A plane’s so-called “black boxes” — the flight data and cockpit voice recorders — can provide crucial evidence about what happened before a crash.
After the black boxes from Ukraine International Airlines Boeing 737 plane were found, Ali Abedzadeh, the head of Iran’s Civil Aviation Authority, told Iran’s semiofficial Mehr news agency that the US would not be involved at any stage of the investigation.
“We will not give the black box to the manufacturer [Boeing] or America,” he said.
Former FAA chief of staff Michael Goldfarb told CNN that move was not necessarily against protocol.
Under international rules, Iran would be the lead investigator of the crash and Ukraine should participate as the state of registry and state of operator of the aircraft.
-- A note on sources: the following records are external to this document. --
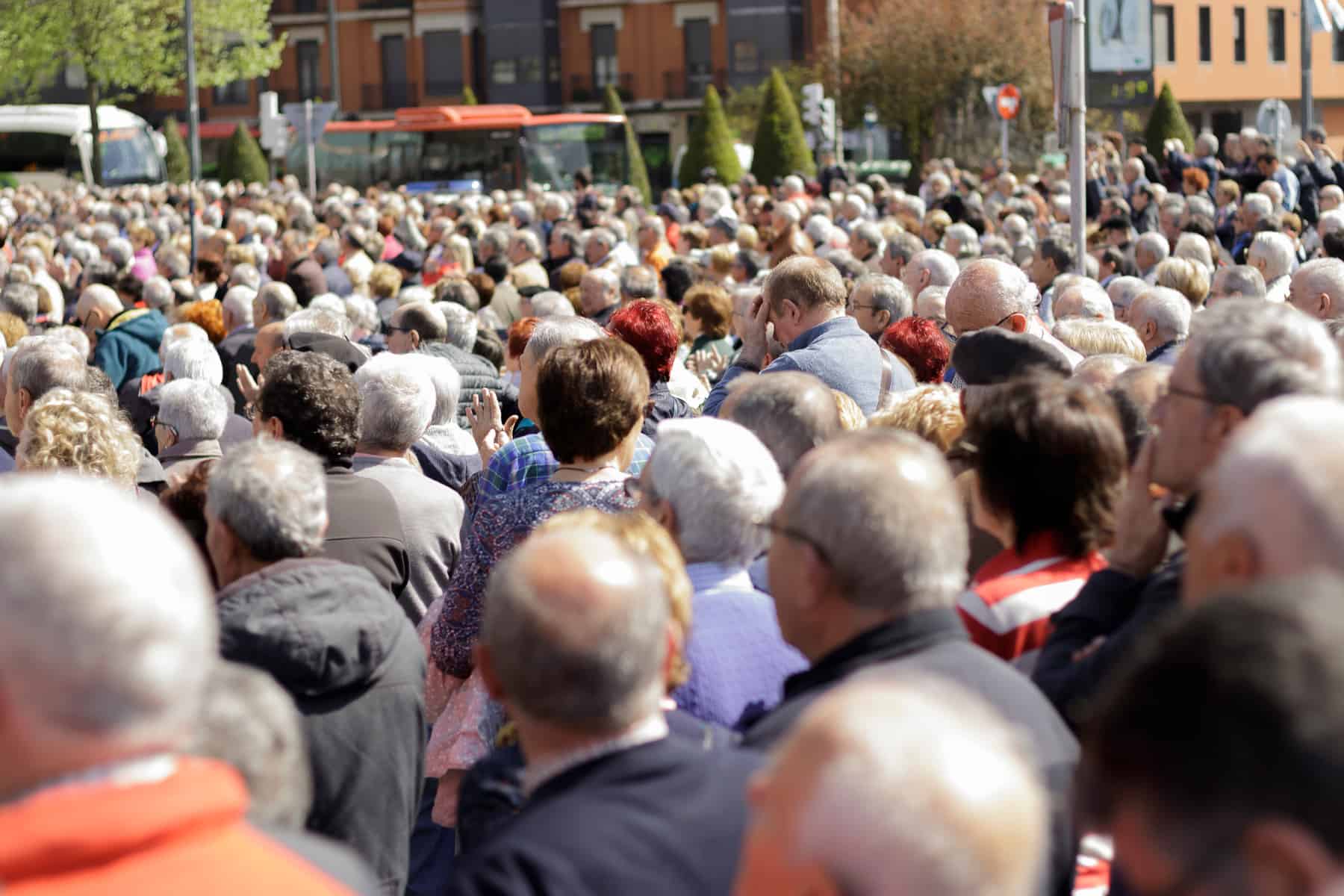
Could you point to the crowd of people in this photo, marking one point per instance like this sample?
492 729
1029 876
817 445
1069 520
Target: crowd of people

But the US — where Boeing is designed and manufactured — is not required to be involved in investigations right off the bat, Goldfarb said.
If the black boxes are difficult to discern, if they’re damaged, the three best labs in the world are the British, the French and the NTSB in the US. It’s very common for those three entities to either be given the lead or called in,” he said.
But Goldfarb added there was no way the Iranians could refuse to work with Boeing and do justice to the investigation.
“They have to work with Boeing. Boeing has all the data, owns all the drawings and designs, they have the engineers, they know the plane.”
Secretary of State Mike Pompeo has called for “complete cooperation with any investigation into the cause of the crash,” saying that the US would continue to follow the incident closely and was prepared to offer Ukraine “all possible assistance.”